これで準備完了です。VNC Viewerで「サーバのIPアドレス:コンソール番号」に接続して、該当のコンソール番号のユーザのパスワードを入力します。

SSHトンネル経由でVNCを使用する

上記の手順でVNCを使用する場合、VNC Viewerとの通信は暗号化されずに行われるため、画面表示の内容を盗聴される恐れがあります。暗号化通信の下にVNCを利用するには、次の手順を取ります。

設定ファイル/etc/sysconfig/vncserversにオプション「-nolisten tcp -localhost」を指定します。これにより、ローカルホストからのみ接続を受け付けます。

/etc/sysconfig/vncservers

VNCSERVERS="1:root"
VNCSERVERARGS[1]="-geometry 1024x768 -nolisten tcp -localhost"

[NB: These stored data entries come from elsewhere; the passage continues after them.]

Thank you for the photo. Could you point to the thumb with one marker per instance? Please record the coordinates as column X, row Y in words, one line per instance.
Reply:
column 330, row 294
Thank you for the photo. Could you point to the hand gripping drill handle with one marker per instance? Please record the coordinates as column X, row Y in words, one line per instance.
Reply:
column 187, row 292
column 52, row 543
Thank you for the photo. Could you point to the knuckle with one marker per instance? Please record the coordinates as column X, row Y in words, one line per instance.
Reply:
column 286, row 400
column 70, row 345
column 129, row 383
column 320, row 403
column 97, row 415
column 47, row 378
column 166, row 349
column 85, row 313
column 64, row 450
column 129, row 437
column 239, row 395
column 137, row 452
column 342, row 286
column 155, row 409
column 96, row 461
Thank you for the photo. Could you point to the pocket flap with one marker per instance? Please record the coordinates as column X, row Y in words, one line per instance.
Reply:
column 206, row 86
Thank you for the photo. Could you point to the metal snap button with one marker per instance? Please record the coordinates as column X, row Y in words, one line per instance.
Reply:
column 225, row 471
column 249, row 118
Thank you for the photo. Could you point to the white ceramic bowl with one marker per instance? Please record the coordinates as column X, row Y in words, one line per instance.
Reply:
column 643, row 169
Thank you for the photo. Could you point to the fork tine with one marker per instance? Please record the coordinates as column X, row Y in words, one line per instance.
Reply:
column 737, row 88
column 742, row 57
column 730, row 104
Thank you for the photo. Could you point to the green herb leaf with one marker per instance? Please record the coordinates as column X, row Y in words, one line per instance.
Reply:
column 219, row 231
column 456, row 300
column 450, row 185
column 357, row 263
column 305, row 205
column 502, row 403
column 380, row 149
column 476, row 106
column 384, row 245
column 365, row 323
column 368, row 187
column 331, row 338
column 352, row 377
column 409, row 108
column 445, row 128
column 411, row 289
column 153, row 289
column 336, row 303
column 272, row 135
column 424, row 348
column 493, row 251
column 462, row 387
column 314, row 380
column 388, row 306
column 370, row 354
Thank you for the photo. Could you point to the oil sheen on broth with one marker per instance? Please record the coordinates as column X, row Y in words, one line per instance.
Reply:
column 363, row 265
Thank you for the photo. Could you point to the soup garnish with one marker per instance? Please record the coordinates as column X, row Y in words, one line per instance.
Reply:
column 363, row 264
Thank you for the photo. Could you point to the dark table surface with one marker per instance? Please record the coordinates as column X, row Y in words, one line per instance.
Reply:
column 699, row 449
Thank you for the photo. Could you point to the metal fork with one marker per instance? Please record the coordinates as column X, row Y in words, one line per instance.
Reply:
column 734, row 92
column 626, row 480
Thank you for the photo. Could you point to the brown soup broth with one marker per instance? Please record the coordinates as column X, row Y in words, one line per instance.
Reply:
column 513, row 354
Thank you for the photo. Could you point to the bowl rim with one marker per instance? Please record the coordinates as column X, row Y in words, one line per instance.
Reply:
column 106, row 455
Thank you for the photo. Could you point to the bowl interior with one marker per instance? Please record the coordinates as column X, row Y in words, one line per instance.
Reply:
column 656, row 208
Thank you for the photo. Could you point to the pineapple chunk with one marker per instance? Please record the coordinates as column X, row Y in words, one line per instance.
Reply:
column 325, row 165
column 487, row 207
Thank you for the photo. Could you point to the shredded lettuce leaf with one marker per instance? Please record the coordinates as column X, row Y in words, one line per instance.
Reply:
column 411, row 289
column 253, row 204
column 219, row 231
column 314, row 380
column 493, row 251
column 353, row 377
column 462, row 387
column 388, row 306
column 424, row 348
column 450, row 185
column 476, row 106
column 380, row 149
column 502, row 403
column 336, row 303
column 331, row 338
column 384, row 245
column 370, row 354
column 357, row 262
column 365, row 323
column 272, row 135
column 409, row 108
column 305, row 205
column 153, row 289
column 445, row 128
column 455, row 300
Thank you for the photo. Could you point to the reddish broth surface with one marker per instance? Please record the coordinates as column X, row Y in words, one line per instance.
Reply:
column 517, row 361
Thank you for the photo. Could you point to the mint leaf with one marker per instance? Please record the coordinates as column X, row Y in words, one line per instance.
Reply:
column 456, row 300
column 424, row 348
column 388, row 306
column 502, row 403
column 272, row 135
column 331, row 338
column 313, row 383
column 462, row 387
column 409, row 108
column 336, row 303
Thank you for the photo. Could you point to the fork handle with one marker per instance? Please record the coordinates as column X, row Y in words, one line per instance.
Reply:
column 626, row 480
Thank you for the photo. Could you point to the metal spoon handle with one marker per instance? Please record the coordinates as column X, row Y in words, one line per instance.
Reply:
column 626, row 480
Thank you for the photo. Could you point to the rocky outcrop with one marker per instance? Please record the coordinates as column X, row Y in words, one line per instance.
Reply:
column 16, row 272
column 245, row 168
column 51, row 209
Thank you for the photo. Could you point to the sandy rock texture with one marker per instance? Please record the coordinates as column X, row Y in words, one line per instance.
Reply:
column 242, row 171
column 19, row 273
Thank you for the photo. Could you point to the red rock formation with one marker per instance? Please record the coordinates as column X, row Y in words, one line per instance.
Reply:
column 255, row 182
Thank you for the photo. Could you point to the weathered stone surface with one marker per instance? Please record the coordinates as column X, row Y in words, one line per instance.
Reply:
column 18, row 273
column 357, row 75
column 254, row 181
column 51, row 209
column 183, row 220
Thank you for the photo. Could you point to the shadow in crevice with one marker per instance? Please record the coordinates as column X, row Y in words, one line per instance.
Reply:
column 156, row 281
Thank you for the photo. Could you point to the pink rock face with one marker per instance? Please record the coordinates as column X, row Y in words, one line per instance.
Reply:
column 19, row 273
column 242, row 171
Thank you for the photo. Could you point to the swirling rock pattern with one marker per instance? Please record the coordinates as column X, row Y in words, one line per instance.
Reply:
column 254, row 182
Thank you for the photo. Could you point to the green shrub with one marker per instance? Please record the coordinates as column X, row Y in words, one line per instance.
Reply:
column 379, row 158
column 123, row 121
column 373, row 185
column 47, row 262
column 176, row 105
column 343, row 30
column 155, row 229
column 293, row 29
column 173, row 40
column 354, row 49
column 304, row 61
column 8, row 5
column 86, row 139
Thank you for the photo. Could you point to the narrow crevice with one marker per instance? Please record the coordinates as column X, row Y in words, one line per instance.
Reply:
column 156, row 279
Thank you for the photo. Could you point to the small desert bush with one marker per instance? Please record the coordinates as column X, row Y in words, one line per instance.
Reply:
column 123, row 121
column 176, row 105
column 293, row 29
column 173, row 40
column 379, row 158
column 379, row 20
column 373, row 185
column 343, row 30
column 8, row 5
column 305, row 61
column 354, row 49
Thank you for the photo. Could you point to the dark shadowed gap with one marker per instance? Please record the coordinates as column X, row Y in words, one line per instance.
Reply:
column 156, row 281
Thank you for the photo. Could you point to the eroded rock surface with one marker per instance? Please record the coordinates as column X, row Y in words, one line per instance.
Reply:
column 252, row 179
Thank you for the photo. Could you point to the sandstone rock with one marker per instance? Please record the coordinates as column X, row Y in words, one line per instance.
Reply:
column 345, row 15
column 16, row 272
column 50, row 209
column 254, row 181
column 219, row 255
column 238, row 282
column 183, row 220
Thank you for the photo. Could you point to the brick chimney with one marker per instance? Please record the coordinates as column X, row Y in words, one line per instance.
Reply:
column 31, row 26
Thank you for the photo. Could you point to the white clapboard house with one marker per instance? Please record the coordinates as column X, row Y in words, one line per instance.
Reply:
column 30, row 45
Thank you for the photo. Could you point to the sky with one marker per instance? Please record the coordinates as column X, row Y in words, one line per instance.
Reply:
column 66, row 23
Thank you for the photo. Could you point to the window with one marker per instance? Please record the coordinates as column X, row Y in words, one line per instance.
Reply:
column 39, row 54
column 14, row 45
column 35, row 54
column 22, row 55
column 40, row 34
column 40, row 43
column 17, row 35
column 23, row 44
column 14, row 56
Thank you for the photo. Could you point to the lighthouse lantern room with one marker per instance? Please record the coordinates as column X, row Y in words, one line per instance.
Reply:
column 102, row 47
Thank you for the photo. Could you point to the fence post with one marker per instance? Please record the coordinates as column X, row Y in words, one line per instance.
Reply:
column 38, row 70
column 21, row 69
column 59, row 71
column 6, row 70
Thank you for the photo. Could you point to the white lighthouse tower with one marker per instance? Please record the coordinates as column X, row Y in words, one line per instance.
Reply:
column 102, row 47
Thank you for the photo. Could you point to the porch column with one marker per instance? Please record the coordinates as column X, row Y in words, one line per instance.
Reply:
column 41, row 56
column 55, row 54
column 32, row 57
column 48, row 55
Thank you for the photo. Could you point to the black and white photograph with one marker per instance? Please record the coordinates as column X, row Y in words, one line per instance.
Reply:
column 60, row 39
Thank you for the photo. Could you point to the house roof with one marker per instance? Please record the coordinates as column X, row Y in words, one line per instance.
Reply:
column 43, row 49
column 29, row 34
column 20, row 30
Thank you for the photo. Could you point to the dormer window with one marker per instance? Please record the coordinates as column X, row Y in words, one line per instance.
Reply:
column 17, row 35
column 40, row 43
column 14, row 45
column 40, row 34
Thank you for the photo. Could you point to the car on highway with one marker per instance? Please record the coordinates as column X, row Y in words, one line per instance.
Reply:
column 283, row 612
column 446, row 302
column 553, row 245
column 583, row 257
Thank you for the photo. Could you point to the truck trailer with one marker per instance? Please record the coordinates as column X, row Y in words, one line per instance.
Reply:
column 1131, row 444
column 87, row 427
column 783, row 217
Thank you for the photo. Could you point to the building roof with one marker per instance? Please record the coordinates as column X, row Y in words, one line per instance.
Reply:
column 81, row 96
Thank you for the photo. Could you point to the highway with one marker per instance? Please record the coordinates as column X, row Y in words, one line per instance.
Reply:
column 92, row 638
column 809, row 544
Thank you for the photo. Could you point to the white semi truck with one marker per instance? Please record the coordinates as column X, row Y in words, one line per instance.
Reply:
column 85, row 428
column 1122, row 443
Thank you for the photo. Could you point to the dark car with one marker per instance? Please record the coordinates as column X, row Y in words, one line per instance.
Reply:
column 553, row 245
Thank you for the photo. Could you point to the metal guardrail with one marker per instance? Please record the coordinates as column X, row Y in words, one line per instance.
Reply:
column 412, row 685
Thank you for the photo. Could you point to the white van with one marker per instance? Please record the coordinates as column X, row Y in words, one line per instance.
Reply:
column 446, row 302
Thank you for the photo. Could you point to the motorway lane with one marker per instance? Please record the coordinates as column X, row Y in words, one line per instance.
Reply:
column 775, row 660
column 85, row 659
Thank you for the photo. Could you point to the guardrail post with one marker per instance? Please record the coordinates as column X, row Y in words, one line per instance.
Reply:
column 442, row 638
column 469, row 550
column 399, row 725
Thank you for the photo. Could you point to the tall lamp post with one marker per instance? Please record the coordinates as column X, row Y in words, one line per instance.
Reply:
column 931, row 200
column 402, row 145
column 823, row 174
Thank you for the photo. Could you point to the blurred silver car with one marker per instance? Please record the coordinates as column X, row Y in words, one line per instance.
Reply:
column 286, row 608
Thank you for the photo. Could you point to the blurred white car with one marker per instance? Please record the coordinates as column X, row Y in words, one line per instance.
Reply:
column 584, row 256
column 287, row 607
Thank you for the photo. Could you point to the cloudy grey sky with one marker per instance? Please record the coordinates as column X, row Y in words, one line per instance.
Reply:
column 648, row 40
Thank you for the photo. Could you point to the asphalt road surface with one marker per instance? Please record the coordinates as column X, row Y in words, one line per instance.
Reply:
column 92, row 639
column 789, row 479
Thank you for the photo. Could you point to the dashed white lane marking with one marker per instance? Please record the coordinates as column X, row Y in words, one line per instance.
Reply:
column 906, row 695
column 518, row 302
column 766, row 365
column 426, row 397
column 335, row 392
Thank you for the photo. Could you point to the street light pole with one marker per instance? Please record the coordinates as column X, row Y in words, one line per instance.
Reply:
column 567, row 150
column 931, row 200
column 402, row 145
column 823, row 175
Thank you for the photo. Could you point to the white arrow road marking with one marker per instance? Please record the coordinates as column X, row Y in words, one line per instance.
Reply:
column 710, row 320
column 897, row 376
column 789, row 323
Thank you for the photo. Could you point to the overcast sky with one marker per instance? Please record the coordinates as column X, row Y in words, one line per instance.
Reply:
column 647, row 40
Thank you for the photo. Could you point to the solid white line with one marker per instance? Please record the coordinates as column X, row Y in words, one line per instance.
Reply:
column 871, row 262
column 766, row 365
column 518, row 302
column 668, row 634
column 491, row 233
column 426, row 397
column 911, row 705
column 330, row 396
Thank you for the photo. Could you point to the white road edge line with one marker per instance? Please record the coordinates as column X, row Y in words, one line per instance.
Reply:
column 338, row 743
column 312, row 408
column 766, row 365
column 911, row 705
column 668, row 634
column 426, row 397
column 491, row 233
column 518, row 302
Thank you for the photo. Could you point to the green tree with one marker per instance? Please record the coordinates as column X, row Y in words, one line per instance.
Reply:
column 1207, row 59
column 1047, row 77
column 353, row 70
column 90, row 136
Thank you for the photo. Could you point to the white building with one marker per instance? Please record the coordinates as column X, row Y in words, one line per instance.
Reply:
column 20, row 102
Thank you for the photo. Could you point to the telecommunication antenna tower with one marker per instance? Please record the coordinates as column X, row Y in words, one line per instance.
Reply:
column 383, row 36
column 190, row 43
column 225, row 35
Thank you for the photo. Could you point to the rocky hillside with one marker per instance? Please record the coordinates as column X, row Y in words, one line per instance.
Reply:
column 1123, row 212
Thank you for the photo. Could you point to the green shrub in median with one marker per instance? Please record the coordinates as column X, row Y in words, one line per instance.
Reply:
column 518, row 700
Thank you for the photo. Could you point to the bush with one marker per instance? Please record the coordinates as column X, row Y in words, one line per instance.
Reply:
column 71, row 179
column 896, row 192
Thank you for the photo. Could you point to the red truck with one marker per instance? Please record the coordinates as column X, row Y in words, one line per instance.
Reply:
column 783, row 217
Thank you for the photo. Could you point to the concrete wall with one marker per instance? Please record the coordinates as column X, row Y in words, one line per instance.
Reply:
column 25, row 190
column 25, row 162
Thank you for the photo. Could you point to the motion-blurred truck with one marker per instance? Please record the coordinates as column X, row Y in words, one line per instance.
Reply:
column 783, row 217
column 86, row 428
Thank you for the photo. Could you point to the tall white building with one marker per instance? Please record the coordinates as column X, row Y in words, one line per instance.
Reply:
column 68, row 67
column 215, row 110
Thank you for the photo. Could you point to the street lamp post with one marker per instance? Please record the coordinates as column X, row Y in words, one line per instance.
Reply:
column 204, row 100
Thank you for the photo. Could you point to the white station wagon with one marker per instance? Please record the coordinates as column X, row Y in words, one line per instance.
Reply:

Windowsからは、TeratermなどのSSHターミナルのポートフォワード機能を利用して、VNC接続を行います。Teratermの場合であれば、「設定」→「SSH転送」を選択して、「追加」を押した後に、下図のように入力します。

この後、TertermからKVMホストにSSHでログインして、この端末を開いたままにします。この状態で、WindowsのVNC Viewerから「localhost:10000」に接続すると、KVMホストにSSHトンネル経由でパケットが転送されて、VNC接続が行われます。